The decision was made by Justice Baragwanath at the High Court at Auckland. The facts of this case were that Mrs Dicks contracted with Hobson Swan (HS) to buy a section of land at Hobsonville and a house that was in the course of construction.

The council issued the consent on the house, carried out inspections during the course of construction and ultimately issued a code compliance certificate. Mrs Dicks settled on the purchase of the house which has turned out to be a leaky home.

The expert testimony was to the effect that the house had to be totally reclad due to water ingress, and that the most economical way of achieving this was to demolish and rebuild the house.

A claim was brought against the council in negligence. A claim in negligence was also brought against HS and builder Mr McDonald personally for the fact that the house is a leaky building, and also in contract for breach of a settlement agreement to remedy the house.

In relation to the contract claim, on May 20, 2005, following a Judicial Settlement Conference, Dicks, HS and McDonald entered into an agreement whereby HS would carry out restorative repair work at the property. These works were not performed properly, and this settlement agreement was cancelled by Mrs Dicks.

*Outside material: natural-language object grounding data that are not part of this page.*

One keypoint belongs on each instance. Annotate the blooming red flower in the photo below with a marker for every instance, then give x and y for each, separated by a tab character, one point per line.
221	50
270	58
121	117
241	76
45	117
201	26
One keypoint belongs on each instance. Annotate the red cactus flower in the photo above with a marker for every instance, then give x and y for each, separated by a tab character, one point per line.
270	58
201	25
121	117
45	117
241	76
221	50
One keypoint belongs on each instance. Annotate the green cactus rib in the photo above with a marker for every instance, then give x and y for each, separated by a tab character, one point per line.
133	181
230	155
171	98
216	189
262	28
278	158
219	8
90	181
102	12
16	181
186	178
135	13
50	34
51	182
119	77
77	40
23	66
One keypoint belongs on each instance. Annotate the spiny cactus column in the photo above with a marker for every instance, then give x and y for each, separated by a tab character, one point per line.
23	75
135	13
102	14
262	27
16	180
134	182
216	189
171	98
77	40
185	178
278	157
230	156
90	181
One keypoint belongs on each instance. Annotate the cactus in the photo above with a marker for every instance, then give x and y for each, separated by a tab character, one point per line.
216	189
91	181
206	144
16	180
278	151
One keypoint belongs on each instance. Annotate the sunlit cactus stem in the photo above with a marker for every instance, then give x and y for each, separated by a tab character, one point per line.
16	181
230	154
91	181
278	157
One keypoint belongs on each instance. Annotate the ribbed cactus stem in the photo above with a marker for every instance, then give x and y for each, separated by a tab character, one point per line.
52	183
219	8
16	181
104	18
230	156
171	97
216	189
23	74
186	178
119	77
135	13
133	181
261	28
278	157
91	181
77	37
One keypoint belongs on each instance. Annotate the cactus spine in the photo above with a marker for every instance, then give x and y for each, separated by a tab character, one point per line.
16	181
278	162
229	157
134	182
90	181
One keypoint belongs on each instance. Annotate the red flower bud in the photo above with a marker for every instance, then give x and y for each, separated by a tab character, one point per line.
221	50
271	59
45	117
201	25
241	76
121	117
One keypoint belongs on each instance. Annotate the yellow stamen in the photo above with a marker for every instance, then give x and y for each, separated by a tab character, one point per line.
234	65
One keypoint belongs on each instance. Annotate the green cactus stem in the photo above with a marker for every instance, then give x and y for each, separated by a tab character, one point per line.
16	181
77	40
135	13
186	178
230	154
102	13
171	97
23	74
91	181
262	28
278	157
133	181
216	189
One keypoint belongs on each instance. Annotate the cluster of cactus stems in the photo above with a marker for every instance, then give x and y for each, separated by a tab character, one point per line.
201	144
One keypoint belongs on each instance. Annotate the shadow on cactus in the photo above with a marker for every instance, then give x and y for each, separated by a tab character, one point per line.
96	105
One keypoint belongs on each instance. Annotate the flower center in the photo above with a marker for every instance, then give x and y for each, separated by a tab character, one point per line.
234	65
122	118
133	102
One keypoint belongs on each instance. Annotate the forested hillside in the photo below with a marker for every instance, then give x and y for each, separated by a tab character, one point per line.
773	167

The focus of the court inquiry was on the liability of the respective parties. As is often the case in leaky building claims, the conclusion that it was a leaky building was easily reached by the court. The key finding as to the cause of water ingress at the house was the fact that HS failed to install any form of sealant at the joints around the windows.

The court held that HS owed Dicks a duty in both contract and tort, and breached a duty to exercise reasonable care to achieve a sound building as is required of a developer.
It also held that Mrs Dicks is entitled to judgment for its failure to maintain proper standards of workmanship in breach of its duty to her.
HS was in liquidation so such a finding would have provided little comfort for Mrs Dicks.

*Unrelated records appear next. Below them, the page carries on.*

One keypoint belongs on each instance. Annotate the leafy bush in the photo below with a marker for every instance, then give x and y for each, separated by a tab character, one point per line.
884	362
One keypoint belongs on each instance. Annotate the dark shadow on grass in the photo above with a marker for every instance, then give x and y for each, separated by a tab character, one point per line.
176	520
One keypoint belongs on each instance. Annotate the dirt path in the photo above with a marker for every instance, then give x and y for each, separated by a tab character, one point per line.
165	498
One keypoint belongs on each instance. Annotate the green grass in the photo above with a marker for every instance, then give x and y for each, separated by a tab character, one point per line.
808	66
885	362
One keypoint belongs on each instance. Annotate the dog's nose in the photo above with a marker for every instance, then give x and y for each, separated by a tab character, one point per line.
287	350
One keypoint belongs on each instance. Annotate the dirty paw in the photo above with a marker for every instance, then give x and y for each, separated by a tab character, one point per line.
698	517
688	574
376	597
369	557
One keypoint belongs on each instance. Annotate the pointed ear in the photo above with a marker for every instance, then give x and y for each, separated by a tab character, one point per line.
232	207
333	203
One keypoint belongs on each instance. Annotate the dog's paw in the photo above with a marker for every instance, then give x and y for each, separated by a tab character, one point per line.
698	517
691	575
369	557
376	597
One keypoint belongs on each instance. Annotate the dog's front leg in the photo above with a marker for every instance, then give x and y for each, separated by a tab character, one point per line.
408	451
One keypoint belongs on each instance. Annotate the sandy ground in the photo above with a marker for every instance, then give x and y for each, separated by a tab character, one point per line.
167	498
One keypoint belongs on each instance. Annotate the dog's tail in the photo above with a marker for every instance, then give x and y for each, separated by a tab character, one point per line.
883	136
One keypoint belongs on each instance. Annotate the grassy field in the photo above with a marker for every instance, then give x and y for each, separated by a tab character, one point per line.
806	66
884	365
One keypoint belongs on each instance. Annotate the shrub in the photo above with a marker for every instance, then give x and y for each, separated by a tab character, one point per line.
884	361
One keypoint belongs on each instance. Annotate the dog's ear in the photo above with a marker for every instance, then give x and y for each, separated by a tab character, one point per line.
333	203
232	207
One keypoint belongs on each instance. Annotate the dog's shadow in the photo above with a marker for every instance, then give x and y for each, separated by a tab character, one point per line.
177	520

However, the court went on to find Mr McDonald personally liable in negligence to Mrs Dicks. The court ruled that Mr McDonald did not merely direct but actually performed the construction of the house, and was personally responsible for the omission of the seals. He therefore breached the duty of care he owed to Mrs Dicks.

The court also held the council liable. The council had accepted that it owed Mrs Dicks a duty of care, but it disputed the nature of that duty and whether, in this instance, it had breached the duty owed to Mrs Dicks.

In relation to the issue of the building consent, the plans had no directions as to the fitting and sealing of aluminium windows in stucco so as to avoid obvious risk of leakage. The court ruled this as negligent.

In relation to inspections, it was held by the court that it was the task of the council to establish and enforce a system that would give effect to the Building Code.
Because of the crucial importance of seals as the substitute for cavities and flashings, it should have had a system whereby during inspections, there was a check made for the presence of seals.

It was ruled that the council had breached its duty of care by failing to ensure the plans had instruction for seals, and also for failing to check for the presence of seals while carrying out inspections during the course of construction.
Accordingly, the council was found liable to the plaintiffs.

This decision is important in that it lays down at High Court level clearly the liability of the council, and also finds personal liability on parties that go onto a site and carry out some of the construction work, albeit in the name of their company.